Third, Prigozhin’s murder was staged on a special day that in a historical perspective, must be counted as the finest hour of Russian diplomacy ever since the disintegration of the former Soviet Union. The reality of “a new starting point for BRICS”—as Chinese President Xi Jinping stated—is yet to sink in fully, but what is beyond doubt is that Russia is walking away as the winner.
Make no mistake that the BRICS unity held firm and rubbished all western prognosis; BRICS expansion means that the issue of a single settlement currency is on the table, and the international financial system is not going to be the same again; de-dollarisation is knocking at the gates; a new global trading system is taking shape which renders obsolete the exploitative 4-century old western regime geared to transfer wealth to the rich countries; BRICS has graduated, finally, from an informal club to an institution that will eclipse the G7.
The host country South Africa delivered big-time for the Russian and Chinese agenda of multipolarity. The joint statement issued by South Africa and China and the induction of Ethiopia (where the West tried to stage a regime change) as BRICS member underscore the emerging alignment in Africa. Doesn’t all that add up to something?
And, above all, the big message coming out of Johannesburg is that with all the king’s horses and all the king’s men, the Biden administration has failed miserably to “isolate” Russia—it is there writ large in the resplendent glow of Foreign Minister Sergey Lavrov’s effulgent smile. Russia is capping its gains in the battlefields of Ukraine with an outstanding diplomatic victory by being on the right side of history alongside the global majority.
Isn’t it plain common sense that of all days, Putin would never have chosen Wednesday to act as spoiler when Russia’s prestige was soaring high in the international community? Again, the question arises: Who stands to gain?
The plain truth is, there could be any number of people who wanted to physically eliminate Prigozhin. Within Russia itself, Prigozhin had recruited hardened criminals undergoing prison sentence to fight in Ukraine and thereby get their sentence commuted. He deployed them without adequate military training, and over 10,000 of them reportedly got killed. There is a deep sense of revulsion within Russia in the matter.
Then there are the external enemies starting from France, which has been virtually evicted from the Sahel region, its playpen where it had a field day as the ex-colonial power until Prigozhin came and spoiled the party. France could barely hide its rancour toward Russia ever since then.
Meanwhile, the brewing crisis in Niger alerted the US that Prigozhin was on the prowl. The redoubtable acting secretary of state Victoria Nuland, who masterminded the 2014 coup in Ukraine, travelled to Niamey to plead with the coup leaders not to have any truck with Wagner.

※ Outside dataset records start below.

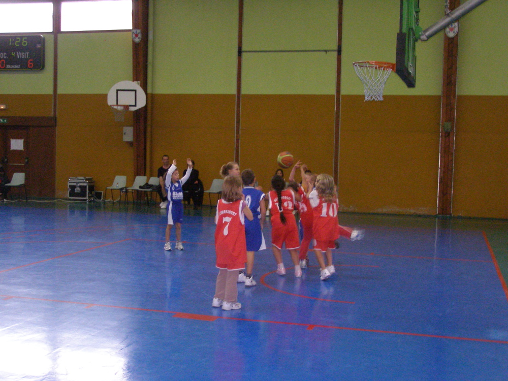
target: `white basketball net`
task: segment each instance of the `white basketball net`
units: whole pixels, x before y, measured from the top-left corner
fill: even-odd
[[[385,83],[392,71],[395,70],[394,64],[376,61],[360,61],[353,62],[355,71],[363,84],[365,101],[383,101]]]
[[[111,105],[111,110],[115,114],[115,122],[123,122],[125,113],[129,109],[128,105]]]

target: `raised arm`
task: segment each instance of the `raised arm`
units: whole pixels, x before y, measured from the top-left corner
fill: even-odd
[[[171,175],[176,170],[176,160],[175,160],[173,161],[173,164],[169,167],[169,169],[168,170],[168,174],[166,175],[166,187],[169,188],[169,186],[171,185]]]
[[[190,161],[190,158],[187,159],[187,172],[185,173],[185,175],[183,176],[181,179],[182,185],[183,185],[185,182],[188,180],[189,177],[190,177],[190,172],[192,172],[192,162]]]
[[[302,165],[302,162],[300,160],[293,167],[293,169],[291,170],[291,173],[289,175],[289,179],[288,181],[294,181],[295,180],[295,172],[296,172],[296,170],[300,168],[300,166]]]
[[[308,183],[307,181],[307,177],[305,176],[305,171],[307,170],[307,165],[304,164],[300,167],[300,174],[302,176],[302,187],[305,192],[307,192],[308,188]]]

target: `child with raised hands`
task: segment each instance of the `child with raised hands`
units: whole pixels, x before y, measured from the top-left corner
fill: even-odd
[[[245,217],[249,221],[254,218],[243,199],[240,176],[226,176],[215,214],[215,266],[219,273],[212,306],[221,306],[227,310],[242,307],[237,301],[236,283],[238,271],[245,268],[247,262],[244,225]]]
[[[302,176],[301,185],[298,185],[295,182],[295,172],[296,170],[300,168],[300,174]],[[302,162],[300,161],[294,165],[293,169],[291,170],[291,173],[289,176],[289,185],[296,184],[297,189],[295,190],[300,196],[302,198],[302,201],[296,203],[296,208],[300,214],[300,226],[303,230],[302,242],[300,245],[300,252],[298,258],[300,260],[300,267],[302,269],[306,268],[309,264],[309,257],[308,255],[309,246],[310,245],[310,241],[312,239],[312,224],[314,220],[313,211],[312,208],[310,206],[309,199],[307,197],[307,189],[309,188],[308,180],[313,178],[315,179],[315,175],[313,175],[310,171],[307,171],[307,166],[305,164],[302,165]],[[313,183],[313,181],[312,181]]]
[[[277,273],[283,275],[285,268],[282,262],[282,245],[285,244],[295,265],[295,276],[299,278],[302,276],[298,260],[300,239],[293,211],[295,203],[301,201],[301,198],[291,188],[285,188],[283,178],[277,175],[272,178],[272,190],[268,192],[268,207],[272,223],[272,249],[277,262]]]
[[[165,185],[166,191],[168,195],[167,206],[168,210],[168,225],[166,227],[166,244],[164,249],[171,250],[171,243],[170,242],[170,237],[171,234],[171,228],[174,225],[176,230],[176,245],[175,248],[177,250],[183,250],[182,244],[182,223],[183,222],[183,190],[182,185],[190,177],[192,172],[192,161],[187,159],[187,173],[181,179],[178,170],[176,168],[176,160],[173,161],[173,164],[166,175]]]
[[[238,281],[245,282],[245,287],[256,285],[252,277],[254,267],[254,252],[266,248],[265,237],[263,235],[263,227],[266,218],[266,206],[265,205],[265,194],[255,187],[256,176],[251,169],[242,171],[242,182],[243,183],[243,196],[245,202],[254,216],[252,221],[245,221],[245,238],[247,241],[246,272],[238,275]]]
[[[335,248],[335,240],[339,238],[339,223],[337,214],[339,202],[333,178],[329,175],[318,175],[315,189],[309,193],[309,201],[313,208],[312,236],[314,251],[321,268],[322,280],[335,272],[332,250]],[[328,266],[325,265],[323,253],[326,255]]]

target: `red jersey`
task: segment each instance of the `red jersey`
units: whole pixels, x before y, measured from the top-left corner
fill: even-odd
[[[238,200],[227,202],[220,199],[217,203],[215,214],[216,265],[219,269],[241,270],[247,262],[245,242],[245,202]]]
[[[312,224],[314,212],[310,206],[310,202],[302,186],[298,188],[298,194],[301,197],[302,201],[297,202],[296,207],[300,212],[300,218],[302,220],[302,223],[305,225]]]
[[[285,189],[280,193],[282,196],[282,212],[286,217],[286,220],[291,221],[292,218],[295,220],[295,224],[296,220],[295,219],[295,216],[293,214],[293,210],[295,210],[295,204],[296,200],[295,199],[295,194],[292,190],[289,189]],[[271,220],[273,225],[275,224],[282,224],[280,222],[280,211],[279,210],[278,198],[277,197],[277,192],[275,190],[270,190],[268,192],[268,209],[270,210],[270,215],[271,216]]]
[[[325,202],[319,198],[319,202],[314,207],[314,222],[312,224],[312,236],[316,241],[333,241],[339,238],[339,221],[337,213],[339,201]],[[313,203],[313,205],[315,205]]]

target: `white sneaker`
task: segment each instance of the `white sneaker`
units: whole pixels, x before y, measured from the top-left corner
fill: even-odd
[[[251,276],[250,278],[245,277],[245,287],[251,287],[256,285],[256,281],[254,280],[254,277]]]
[[[223,309],[229,311],[230,309],[240,309],[242,308],[242,303],[236,302],[223,302]]]
[[[324,280],[326,279],[328,279],[328,278],[329,278],[331,276],[332,274],[330,273],[330,271],[329,271],[326,269],[321,270],[321,276],[320,277],[320,279],[322,280]]]
[[[300,261],[300,268],[301,269],[306,269],[308,264],[308,261],[306,259],[302,259]]]
[[[353,229],[351,232],[351,240],[356,241],[361,239],[365,235],[365,231],[362,229]]]
[[[237,283],[245,283],[245,280],[247,279],[247,277],[245,276],[245,274],[243,272],[241,272],[238,274],[238,279],[237,280]]]
[[[222,299],[219,299],[218,298],[214,298],[212,301],[212,307],[220,307],[224,302],[224,301]]]

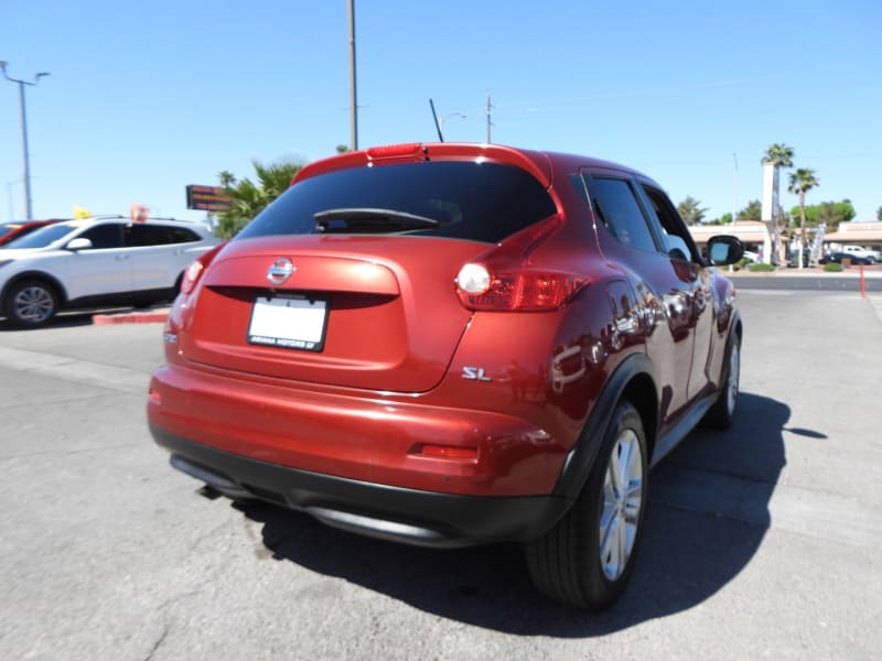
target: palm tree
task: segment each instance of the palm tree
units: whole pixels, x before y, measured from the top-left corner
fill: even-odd
[[[799,268],[803,268],[803,252],[806,249],[806,193],[815,186],[819,186],[820,181],[815,176],[814,170],[799,167],[790,173],[790,185],[787,191],[799,195]]]
[[[291,185],[302,163],[279,161],[263,165],[254,161],[257,183],[248,177],[237,180],[229,171],[218,173],[224,195],[232,201],[229,209],[217,215],[217,236],[229,238],[251,221],[263,208]]]
[[[793,148],[786,144],[771,144],[763,155],[762,163],[772,163],[775,167],[793,167]]]
[[[680,218],[682,218],[687,225],[698,225],[704,219],[704,214],[708,212],[708,209],[702,207],[701,203],[691,195],[687,195],[686,199],[677,205],[677,210],[680,213]]]

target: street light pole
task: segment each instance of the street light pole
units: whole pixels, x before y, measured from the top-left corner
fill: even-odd
[[[21,113],[21,145],[22,145],[22,155],[24,159],[24,208],[28,220],[33,220],[34,214],[31,202],[31,164],[28,154],[28,112],[25,111],[24,107],[24,86],[25,85],[34,86],[37,83],[40,83],[40,78],[42,78],[43,76],[49,76],[49,74],[46,72],[41,72],[34,76],[33,82],[19,80],[18,78],[9,77],[9,74],[7,73],[7,64],[8,64],[7,62],[0,61],[0,69],[3,69],[3,77],[10,83],[19,84],[19,112]]]
[[[355,86],[355,0],[348,0],[346,9],[349,23],[349,99],[352,101],[349,149],[356,151],[358,149],[358,98]]]

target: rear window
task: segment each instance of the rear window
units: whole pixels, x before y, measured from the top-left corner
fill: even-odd
[[[406,163],[342,170],[299,182],[239,237],[322,234],[315,215],[333,209],[410,214],[437,225],[405,230],[409,235],[491,243],[557,212],[541,184],[518,167],[471,161]],[[395,234],[401,229],[390,224],[388,230],[377,226],[369,231]]]

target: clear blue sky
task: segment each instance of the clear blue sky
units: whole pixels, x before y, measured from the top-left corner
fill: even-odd
[[[645,171],[708,219],[795,149],[808,203],[882,206],[882,2],[356,0],[358,142],[492,140]],[[26,88],[35,217],[163,216],[186,184],[349,142],[346,0],[13,0],[0,59]],[[458,112],[466,113],[461,118]],[[0,79],[0,218],[24,216],[18,86]],[[786,189],[786,178],[782,185]],[[796,197],[783,192],[786,209]]]

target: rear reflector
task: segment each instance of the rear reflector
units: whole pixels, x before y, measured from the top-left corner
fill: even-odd
[[[439,459],[467,459],[477,460],[476,447],[462,447],[459,445],[417,445],[413,454],[434,457]]]

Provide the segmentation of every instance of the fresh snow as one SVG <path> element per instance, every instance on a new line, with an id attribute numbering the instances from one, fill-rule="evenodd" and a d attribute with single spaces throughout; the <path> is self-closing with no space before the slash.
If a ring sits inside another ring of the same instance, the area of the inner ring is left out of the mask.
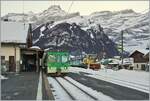
<path id="1" fill-rule="evenodd" d="M 68 94 L 63 90 L 63 88 L 57 83 L 57 81 L 52 78 L 48 77 L 48 82 L 52 86 L 52 93 L 54 95 L 55 100 L 62 100 L 62 101 L 67 101 L 70 100 Z"/>
<path id="2" fill-rule="evenodd" d="M 0 75 L 0 78 L 1 78 L 1 80 L 3 80 L 3 79 L 8 79 L 7 77 L 5 77 L 5 76 L 3 76 L 3 75 Z"/>
<path id="3" fill-rule="evenodd" d="M 93 71 L 91 69 L 83 69 L 77 67 L 71 67 L 70 71 L 79 73 L 89 73 L 92 78 L 104 80 L 117 85 L 129 87 L 143 92 L 149 92 L 149 73 L 145 71 L 134 71 L 134 70 L 118 70 L 113 71 L 111 69 L 100 69 Z"/>

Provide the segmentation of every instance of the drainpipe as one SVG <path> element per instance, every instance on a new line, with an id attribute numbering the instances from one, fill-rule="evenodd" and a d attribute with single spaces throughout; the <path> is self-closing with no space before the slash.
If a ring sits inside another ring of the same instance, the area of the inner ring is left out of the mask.
<path id="1" fill-rule="evenodd" d="M 14 64 L 14 67 L 15 67 L 15 72 L 17 72 L 17 67 L 16 67 L 16 45 L 14 45 L 14 60 L 15 60 L 15 64 Z"/>

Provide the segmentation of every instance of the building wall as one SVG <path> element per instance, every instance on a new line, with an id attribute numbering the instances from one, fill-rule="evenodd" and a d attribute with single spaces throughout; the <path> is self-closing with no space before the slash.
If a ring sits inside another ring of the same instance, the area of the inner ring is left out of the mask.
<path id="1" fill-rule="evenodd" d="M 142 65 L 146 65 L 146 63 L 134 63 L 134 70 L 142 70 Z"/>
<path id="2" fill-rule="evenodd" d="M 9 68 L 9 56 L 15 56 L 14 45 L 1 45 L 1 56 L 5 56 L 6 67 Z M 20 71 L 20 48 L 16 46 L 16 72 Z"/>

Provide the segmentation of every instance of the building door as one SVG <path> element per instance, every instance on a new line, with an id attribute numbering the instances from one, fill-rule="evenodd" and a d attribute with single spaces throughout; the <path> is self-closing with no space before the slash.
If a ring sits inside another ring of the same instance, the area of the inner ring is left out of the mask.
<path id="1" fill-rule="evenodd" d="M 14 56 L 9 56 L 9 71 L 15 72 L 16 67 L 15 67 L 15 57 Z"/>

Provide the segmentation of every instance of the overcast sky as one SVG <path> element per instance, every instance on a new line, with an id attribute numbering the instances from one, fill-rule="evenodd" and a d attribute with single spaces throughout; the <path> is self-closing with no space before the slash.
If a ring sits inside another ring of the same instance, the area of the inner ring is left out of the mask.
<path id="1" fill-rule="evenodd" d="M 29 11 L 39 13 L 51 5 L 60 5 L 63 10 L 68 11 L 71 3 L 72 1 L 1 1 L 1 16 Z M 89 15 L 95 11 L 123 9 L 133 9 L 136 12 L 148 11 L 149 1 L 74 1 L 69 13 L 80 12 L 81 15 Z"/>

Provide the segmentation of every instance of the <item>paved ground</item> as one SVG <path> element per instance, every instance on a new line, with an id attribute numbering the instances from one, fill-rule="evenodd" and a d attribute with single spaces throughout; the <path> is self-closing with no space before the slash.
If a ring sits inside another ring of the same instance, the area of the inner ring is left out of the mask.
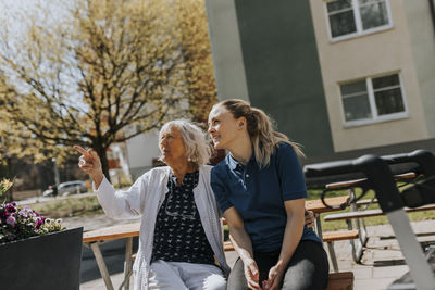
<path id="1" fill-rule="evenodd" d="M 71 217 L 64 219 L 66 227 L 84 226 L 85 230 L 110 226 L 113 224 L 129 223 L 128 220 L 113 220 L 103 215 L 92 217 Z M 419 236 L 419 241 L 430 241 L 435 243 L 435 220 L 426 220 L 413 223 L 412 227 L 417 234 L 427 234 Z M 335 251 L 338 259 L 340 270 L 352 270 L 356 277 L 356 290 L 377 290 L 385 289 L 395 279 L 408 272 L 408 266 L 405 265 L 403 256 L 399 250 L 397 240 L 394 239 L 390 226 L 374 226 L 369 227 L 369 242 L 364 251 L 361 264 L 352 262 L 350 247 L 348 241 L 335 243 Z M 122 245 L 121 245 L 122 247 Z M 88 253 L 91 255 L 91 253 Z M 231 252 L 227 254 L 228 263 L 234 264 L 236 254 Z M 115 261 L 114 261 L 115 262 Z M 115 262 L 120 264 L 120 262 Z M 123 279 L 123 274 L 120 272 L 122 267 L 117 267 L 117 273 L 113 273 L 112 281 L 117 289 L 117 286 Z M 80 285 L 82 290 L 105 289 L 101 278 L 98 278 L 98 272 L 94 279 L 86 279 Z M 83 277 L 83 276 L 82 276 Z M 84 279 L 83 279 L 84 280 Z"/>

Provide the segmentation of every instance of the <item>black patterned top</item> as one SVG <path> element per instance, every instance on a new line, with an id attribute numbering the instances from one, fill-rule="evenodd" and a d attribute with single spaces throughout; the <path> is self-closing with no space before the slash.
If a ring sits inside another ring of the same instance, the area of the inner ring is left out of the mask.
<path id="1" fill-rule="evenodd" d="M 213 250 L 194 199 L 192 190 L 198 185 L 198 171 L 187 173 L 178 187 L 171 173 L 169 192 L 157 215 L 151 262 L 214 264 Z"/>

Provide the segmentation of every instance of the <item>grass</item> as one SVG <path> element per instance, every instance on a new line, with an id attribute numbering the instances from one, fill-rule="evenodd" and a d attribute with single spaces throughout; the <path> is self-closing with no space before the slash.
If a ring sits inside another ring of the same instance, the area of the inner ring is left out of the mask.
<path id="1" fill-rule="evenodd" d="M 362 191 L 361 189 L 357 188 L 356 189 L 356 196 L 359 197 Z M 308 200 L 316 200 L 320 199 L 322 194 L 322 190 L 318 189 L 311 189 L 308 191 Z M 328 192 L 326 194 L 326 198 L 334 198 L 334 197 L 340 197 L 340 196 L 347 196 L 346 190 L 338 190 L 334 192 Z M 372 199 L 374 197 L 374 192 L 368 191 L 366 194 L 361 198 L 361 199 Z M 378 204 L 371 204 L 368 210 L 374 210 L 374 209 L 380 209 Z M 339 212 L 334 212 L 336 213 L 346 213 L 349 212 L 349 209 L 346 209 L 344 211 Z M 328 215 L 331 213 L 324 213 L 321 214 L 321 218 L 323 220 L 323 217 Z M 414 212 L 414 213 L 409 213 L 408 217 L 411 222 L 418 222 L 418 220 L 428 220 L 428 219 L 435 219 L 435 211 L 421 211 L 421 212 Z M 364 218 L 364 223 L 366 226 L 377 226 L 377 225 L 384 225 L 388 224 L 388 219 L 386 216 L 373 216 L 373 217 L 366 217 Z M 334 222 L 323 222 L 322 223 L 322 230 L 327 231 L 327 230 L 337 230 L 337 229 L 347 229 L 347 224 L 345 220 L 334 220 Z"/>

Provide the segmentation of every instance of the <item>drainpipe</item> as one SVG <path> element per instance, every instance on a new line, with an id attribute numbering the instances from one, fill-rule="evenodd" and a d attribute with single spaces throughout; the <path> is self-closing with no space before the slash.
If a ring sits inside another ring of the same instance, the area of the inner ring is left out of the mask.
<path id="1" fill-rule="evenodd" d="M 434 34 L 435 34 L 435 8 L 434 8 L 434 0 L 428 0 L 428 7 L 430 7 L 430 10 L 431 10 L 432 24 L 434 25 Z"/>

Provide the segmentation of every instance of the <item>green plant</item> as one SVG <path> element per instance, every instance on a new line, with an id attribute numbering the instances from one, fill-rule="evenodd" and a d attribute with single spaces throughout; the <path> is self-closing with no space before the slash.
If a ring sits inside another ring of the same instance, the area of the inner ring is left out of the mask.
<path id="1" fill-rule="evenodd" d="M 0 205 L 0 244 L 64 229 L 61 219 L 46 218 L 28 206 L 21 209 L 15 202 Z"/>
<path id="2" fill-rule="evenodd" d="M 3 178 L 3 180 L 0 181 L 0 199 L 1 200 L 5 200 L 4 194 L 7 193 L 7 191 L 12 187 L 12 181 Z"/>

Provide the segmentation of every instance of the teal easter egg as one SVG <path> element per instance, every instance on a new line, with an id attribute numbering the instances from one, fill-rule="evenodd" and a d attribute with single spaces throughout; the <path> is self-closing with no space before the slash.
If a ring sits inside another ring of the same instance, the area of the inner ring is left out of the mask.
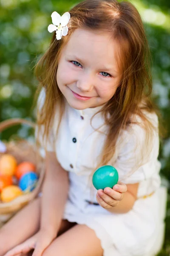
<path id="1" fill-rule="evenodd" d="M 96 189 L 104 189 L 106 187 L 112 188 L 118 181 L 117 170 L 111 166 L 104 166 L 98 168 L 93 176 L 92 182 Z"/>
<path id="2" fill-rule="evenodd" d="M 37 175 L 33 172 L 30 172 L 22 176 L 19 181 L 19 187 L 24 192 L 30 192 L 36 186 L 37 181 Z"/>

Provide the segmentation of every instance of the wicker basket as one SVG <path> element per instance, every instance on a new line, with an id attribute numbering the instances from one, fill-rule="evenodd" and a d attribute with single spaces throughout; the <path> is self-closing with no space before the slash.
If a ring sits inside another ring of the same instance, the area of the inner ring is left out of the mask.
<path id="1" fill-rule="evenodd" d="M 0 123 L 0 133 L 7 128 L 21 124 L 26 124 L 34 128 L 35 127 L 34 123 L 26 120 L 10 119 Z M 35 144 L 32 145 L 24 140 L 15 140 L 5 144 L 7 148 L 7 151 L 5 153 L 14 156 L 18 164 L 22 162 L 28 161 L 35 165 L 39 179 L 36 188 L 31 192 L 19 196 L 9 203 L 0 201 L 0 222 L 1 224 L 37 196 L 40 190 L 45 175 L 43 158 L 40 155 L 40 151 Z M 0 153 L 0 157 L 3 154 Z"/>

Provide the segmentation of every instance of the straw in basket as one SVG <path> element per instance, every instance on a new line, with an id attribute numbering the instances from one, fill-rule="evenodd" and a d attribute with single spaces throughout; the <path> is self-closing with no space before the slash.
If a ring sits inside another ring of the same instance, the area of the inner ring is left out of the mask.
<path id="1" fill-rule="evenodd" d="M 25 124 L 35 128 L 34 123 L 21 119 L 12 119 L 0 123 L 0 133 L 13 125 Z M 28 203 L 34 199 L 40 191 L 45 175 L 43 158 L 40 156 L 39 148 L 35 143 L 31 145 L 23 139 L 9 141 L 5 143 L 7 148 L 5 153 L 0 153 L 0 157 L 3 154 L 9 154 L 16 159 L 17 164 L 22 162 L 31 162 L 36 167 L 36 173 L 39 179 L 36 187 L 31 192 L 26 193 L 16 198 L 8 203 L 3 203 L 0 201 L 0 227 L 11 217 Z"/>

However, Prigozhin reportedly had sneaked into the neighbouring country, Mali, where Wagner is well established, with a view to establish contact with Niger’s new rulers and offer the services of Wagner. Suffice to say, Prigozhin was threatening to do to the Pentagon what he earlier did to the French Legion in Sahel.
It is entirely conceivable that the Biden administration decided that enough was enough and Wagner must be decapitated. Of course, Prigozhin’s departure along with his core group of senior commanders will incalculably weaken Wagner.
Meanwhile, within Russia, the ruthless Uranian intelligence operates at different levels. The drone attacks on Moscow are being staged by saboteurs within Russia. And Ukraine too has a score to settle with Wagner, which is establishing itself in Belarus.
Without doubt, there is a congruence of interests between the Ukrainian intelligence and its western mentors to destroy Wagner and eliminate it from the geopolitical chessboard altogether.